Aunque la Reserva Federal ha dicho en reiteradas ocasiones que está lejos de retirar estímulos, el mercado sigue especulando al respecto. Esto ha dado pie a episodios de volatilidad en el mercado financiero, similares al llamado «Taper Tantrum» del 2013.

El Taper Tantrum es conocido como el episodio que comenzó cuando la Reserva Federal anunció en mayo de 2013 una posible reducción en las compras mensuales de bonos, es decir disminución en los estímulos que inyectaba en la economía cada mes. El mercado habla ahora de un Taper Tantrum 2021.

¿Hasta dónde pueden presionarse más las tasas de interés? Es imposible saberlo, pero tiende a relacionarse con el diferencial entre el crecimiento anual del PIB nominal de Estados Unidos y la tasa de interés de los Bonos del Tesoro a 10 años. Al estimar esta diferencia, tomando para el 2021 la expectativa media de los analistas, resulta en un nivel máximo en registro (la serie inicia en 1962. Ver Gráfica 1). El diferencial más cercano está en 1966.

Esto es relevante debido a que el diferencial es mucho mayor a lo que se observa históricamente. A pesar de que la relación entre el crecimiento económico y las tasas de interés no es estable, una divergencia así de grande no es común. De acuerdo a un artículo de Bloomberg, el crecimiento del PIB nominal de EUA ha estado en la última década en promedio solo 2 puntos porcentuales por encima del rendimiento de los bonos del Tesoro. Hoy se encuentra 6 puntos porcentuales por encima. Esto implica que las tasas de interés aún tienen espacio para subir más en Estados Unidos.

Si las circunstancias fueran iguales, las tasas podrían subir alrededor de 250 puntos base (2.5 puntos porcentuales). Sin embargo, la crisis del 2020 se originó por la pandemia del Covid19 que obligó al confinamiento. Con esto, la caída en el segundo trimestre fue histórica, causando un efecto rebote con expectativa de crecimientos anuales altísimos en el 2021. Ese efecto rebote distorsiona y hace más complejo el análisis.

A la par de las caídas históricas en el PIB se aplicaron estímulos fiscales y monetarios extraordinarios, causando un mayor endeudamiento del gobierno de Estados Unidos y una abultada hoja de balance de la Reserva Federal. Esta hoja de balance abultada, sumada a la expectativa de mayor inflación es lo que ha dado pie a la especulación en torno al posible retiro de estímulos.

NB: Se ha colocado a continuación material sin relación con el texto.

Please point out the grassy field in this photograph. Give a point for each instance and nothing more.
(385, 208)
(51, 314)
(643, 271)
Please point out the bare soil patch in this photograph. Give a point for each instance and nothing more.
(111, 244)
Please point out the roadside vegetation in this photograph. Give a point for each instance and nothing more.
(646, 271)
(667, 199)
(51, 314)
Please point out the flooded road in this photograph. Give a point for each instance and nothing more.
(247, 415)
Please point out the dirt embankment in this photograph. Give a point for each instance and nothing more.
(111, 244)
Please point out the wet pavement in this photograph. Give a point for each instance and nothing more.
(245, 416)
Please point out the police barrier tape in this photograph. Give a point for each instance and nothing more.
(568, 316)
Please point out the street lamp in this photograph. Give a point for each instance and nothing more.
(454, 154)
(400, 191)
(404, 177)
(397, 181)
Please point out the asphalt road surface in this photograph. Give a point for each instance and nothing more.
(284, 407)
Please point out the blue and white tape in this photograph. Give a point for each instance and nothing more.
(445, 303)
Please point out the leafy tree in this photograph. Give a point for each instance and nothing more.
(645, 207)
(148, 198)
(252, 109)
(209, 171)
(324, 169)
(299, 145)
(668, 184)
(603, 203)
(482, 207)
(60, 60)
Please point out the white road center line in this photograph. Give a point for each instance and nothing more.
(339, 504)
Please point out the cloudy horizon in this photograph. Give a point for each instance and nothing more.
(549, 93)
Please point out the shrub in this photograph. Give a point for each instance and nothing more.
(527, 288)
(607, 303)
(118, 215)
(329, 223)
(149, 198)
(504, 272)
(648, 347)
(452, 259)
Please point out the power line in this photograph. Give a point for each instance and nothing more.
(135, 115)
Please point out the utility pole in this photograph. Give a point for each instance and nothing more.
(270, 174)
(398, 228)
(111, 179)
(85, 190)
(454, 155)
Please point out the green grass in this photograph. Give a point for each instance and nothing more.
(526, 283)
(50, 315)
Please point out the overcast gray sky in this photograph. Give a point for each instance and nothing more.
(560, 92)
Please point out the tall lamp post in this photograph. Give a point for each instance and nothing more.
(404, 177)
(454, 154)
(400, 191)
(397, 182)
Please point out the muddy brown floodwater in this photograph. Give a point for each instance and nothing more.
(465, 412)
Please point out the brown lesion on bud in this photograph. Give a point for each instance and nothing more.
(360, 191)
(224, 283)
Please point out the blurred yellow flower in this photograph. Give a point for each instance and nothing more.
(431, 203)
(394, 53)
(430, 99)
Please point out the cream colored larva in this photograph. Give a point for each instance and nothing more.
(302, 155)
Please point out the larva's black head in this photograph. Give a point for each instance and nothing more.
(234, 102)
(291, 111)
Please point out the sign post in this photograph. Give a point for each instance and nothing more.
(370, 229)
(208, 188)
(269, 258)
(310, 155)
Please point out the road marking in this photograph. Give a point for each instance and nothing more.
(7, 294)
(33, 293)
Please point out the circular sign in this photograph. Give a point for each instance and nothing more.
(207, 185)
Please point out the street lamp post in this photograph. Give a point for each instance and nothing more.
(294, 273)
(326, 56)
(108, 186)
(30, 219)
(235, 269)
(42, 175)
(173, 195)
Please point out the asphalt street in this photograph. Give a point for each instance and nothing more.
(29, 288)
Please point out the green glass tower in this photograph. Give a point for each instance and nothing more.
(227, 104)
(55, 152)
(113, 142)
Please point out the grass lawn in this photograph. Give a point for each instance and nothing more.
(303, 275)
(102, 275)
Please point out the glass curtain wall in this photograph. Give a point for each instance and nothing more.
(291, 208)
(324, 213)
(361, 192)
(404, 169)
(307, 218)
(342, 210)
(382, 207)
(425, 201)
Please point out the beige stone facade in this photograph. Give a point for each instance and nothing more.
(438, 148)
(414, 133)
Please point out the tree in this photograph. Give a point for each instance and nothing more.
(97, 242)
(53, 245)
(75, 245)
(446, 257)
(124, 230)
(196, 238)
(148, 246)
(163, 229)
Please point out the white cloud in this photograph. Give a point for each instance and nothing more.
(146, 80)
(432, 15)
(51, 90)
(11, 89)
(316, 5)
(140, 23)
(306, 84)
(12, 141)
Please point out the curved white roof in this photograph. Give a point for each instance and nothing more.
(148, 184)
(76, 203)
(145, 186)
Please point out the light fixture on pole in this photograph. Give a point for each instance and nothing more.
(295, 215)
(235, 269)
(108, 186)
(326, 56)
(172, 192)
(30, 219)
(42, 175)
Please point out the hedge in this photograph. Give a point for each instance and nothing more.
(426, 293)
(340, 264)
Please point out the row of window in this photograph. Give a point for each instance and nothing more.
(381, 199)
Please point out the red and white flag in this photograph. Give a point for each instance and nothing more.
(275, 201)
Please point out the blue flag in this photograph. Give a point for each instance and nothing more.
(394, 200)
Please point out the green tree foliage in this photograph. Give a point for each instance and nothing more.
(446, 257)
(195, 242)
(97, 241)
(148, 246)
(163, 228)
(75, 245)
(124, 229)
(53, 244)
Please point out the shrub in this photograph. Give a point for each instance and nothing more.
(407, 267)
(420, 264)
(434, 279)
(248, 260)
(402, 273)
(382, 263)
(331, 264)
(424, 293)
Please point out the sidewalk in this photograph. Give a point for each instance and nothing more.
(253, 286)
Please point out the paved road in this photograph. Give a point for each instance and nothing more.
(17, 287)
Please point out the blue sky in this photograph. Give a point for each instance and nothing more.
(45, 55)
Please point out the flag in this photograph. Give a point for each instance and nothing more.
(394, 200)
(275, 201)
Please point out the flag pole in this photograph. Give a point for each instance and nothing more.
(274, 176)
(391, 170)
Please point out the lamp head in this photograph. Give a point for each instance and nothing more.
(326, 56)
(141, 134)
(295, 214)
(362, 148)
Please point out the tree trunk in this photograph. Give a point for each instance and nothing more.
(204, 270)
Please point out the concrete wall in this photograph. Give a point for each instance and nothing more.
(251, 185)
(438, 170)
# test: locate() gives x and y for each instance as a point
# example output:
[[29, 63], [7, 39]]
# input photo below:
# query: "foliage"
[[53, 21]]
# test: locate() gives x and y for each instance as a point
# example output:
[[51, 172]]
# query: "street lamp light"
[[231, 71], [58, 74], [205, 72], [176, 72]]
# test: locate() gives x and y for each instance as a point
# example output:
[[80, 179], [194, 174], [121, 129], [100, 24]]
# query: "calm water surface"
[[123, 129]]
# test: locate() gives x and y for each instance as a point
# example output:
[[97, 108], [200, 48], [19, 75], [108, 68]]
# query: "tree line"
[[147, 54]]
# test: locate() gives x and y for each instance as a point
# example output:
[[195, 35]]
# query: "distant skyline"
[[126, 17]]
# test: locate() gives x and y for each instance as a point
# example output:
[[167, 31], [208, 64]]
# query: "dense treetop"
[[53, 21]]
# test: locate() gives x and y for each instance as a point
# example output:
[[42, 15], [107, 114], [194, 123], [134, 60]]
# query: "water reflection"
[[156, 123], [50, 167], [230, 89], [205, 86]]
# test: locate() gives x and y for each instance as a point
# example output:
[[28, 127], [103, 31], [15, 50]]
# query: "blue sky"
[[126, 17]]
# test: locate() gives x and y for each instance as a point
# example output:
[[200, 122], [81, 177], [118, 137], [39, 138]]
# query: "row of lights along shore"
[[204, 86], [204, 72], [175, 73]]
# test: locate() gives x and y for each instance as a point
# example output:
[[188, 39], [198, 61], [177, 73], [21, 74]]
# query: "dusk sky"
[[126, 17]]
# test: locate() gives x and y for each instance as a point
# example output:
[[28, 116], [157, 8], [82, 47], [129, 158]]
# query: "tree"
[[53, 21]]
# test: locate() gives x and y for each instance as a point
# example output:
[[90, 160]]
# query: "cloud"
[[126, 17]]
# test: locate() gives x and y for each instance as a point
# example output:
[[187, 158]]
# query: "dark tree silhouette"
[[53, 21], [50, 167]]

Aunque se ha iniciado el proceso de vacunación contra el Covid19, aún no termina la pandemia y el mercado laboral de Estados Unidos está lejos del nivel previo a la crisis, esto apunta a que los estímulos monetarios de la Fed seguirán. Sin embargo, el mercado parece prepararse para que no les tome por sorpresa un anuncio de la Fed, como sucedió en mayo del 2013.

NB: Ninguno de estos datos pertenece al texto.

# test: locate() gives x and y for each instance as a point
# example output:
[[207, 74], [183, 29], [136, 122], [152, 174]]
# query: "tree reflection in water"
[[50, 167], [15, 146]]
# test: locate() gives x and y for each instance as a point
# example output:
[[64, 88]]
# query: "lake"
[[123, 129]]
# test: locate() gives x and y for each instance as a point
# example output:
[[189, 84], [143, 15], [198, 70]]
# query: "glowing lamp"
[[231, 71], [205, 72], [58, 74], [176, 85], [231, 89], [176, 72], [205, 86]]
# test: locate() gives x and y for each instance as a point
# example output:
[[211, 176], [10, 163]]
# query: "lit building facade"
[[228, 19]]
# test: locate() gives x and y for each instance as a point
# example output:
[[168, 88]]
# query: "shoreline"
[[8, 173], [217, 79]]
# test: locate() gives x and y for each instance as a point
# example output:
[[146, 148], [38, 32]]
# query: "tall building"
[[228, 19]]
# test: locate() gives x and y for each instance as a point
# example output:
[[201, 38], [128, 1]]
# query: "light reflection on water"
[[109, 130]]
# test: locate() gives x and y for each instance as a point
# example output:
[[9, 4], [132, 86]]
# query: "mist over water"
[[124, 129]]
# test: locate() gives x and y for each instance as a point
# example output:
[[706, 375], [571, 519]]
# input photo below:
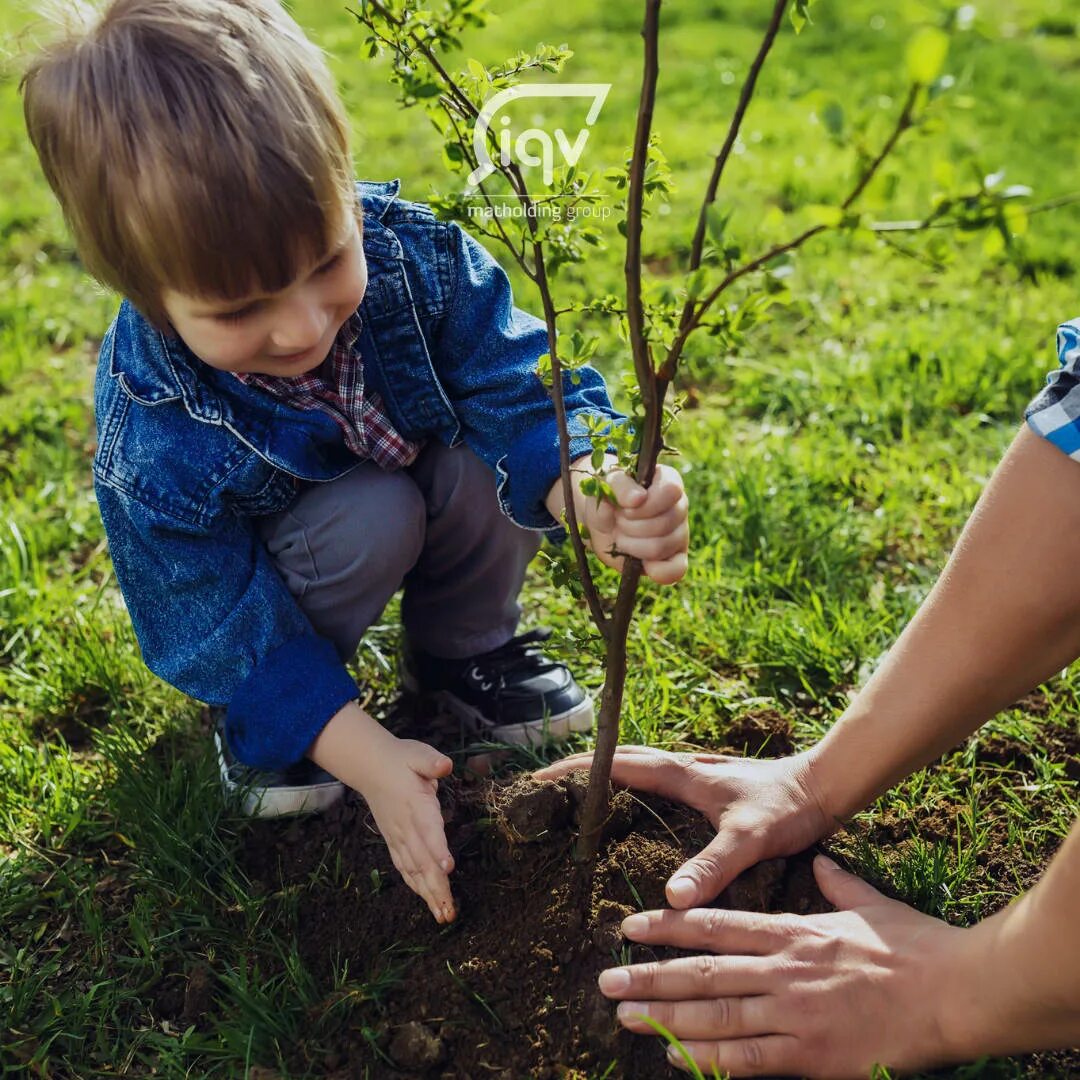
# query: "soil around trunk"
[[510, 989]]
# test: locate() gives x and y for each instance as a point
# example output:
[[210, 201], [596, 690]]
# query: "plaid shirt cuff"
[[1054, 414]]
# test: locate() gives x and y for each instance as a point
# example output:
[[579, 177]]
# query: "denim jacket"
[[187, 456]]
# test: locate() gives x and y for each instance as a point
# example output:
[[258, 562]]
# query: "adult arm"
[[873, 983]]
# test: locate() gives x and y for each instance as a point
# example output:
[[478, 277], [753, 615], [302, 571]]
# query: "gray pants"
[[345, 548]]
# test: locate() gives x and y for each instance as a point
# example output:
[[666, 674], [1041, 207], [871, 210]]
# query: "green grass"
[[832, 459]]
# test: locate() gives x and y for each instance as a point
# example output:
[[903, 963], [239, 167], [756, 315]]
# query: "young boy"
[[313, 393]]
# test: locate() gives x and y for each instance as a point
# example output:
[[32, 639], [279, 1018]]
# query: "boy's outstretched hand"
[[404, 801], [399, 780], [649, 524]]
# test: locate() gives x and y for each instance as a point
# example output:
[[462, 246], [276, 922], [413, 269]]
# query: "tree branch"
[[903, 122], [744, 98]]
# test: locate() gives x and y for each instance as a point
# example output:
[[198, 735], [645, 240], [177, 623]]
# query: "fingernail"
[[682, 890], [615, 981]]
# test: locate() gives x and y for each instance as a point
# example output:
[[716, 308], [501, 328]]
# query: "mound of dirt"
[[509, 989]]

Entonces, como primera conclusión puede decirse que no se puede saber con exactitud cuánto más subirán las tasas, pero lo cierto es que al subir seguirán generando cambios en los portafolios de inversión globales, favoreciendo al dólar y depreciando al peso.

En 2014, el Fondo Monetario Internacional emitió un reporte sobre los movimientos de capitales entre países, tras la crisis del 2009 y ante el “Taper Tantrum” del 2013. En el artículo, se menciona que China recibió la mayor parte de los flujos de inversión extranjera directa tras la crisis financiera del 2009, mientras que Brasil y México recibieron una tercera parte de los flujos de capitales. También se menciona que los factores externos tomaron una mayor relevancia en las entradas de capitales tras la crisis del 2009, pero fueron mayormente factores internos los que provocaron las salidas ante el “Taper Tantrum” del 2013.

El peso mexicano no es la divisa que más ha sufrido por la especulación en torno a la política monetaria de la Reserva Federal, pero está entre las primeras cinco más depreciadas. Siguiendo lo ocurrido en el Taper Tantrum del 2013 se llega a la segunda conclusión, de que es posible decir que las depreciaciones del peso han tenido como factor detonante, en las últimas semanas, la expectativa de un cambio de dirección en la política monetaria de la Fed, pero han sido los factores internos los que han provocado la magnitud de estas depreciaciones.

En términos técnicos el tipo de cambio tiene posibilidad de seguir al alza, teniendo como resistencias claves al nivel psicológico de 22 pesos por dólar, que representa la parte baja del rango del escenario pesimista del tipo de cambio.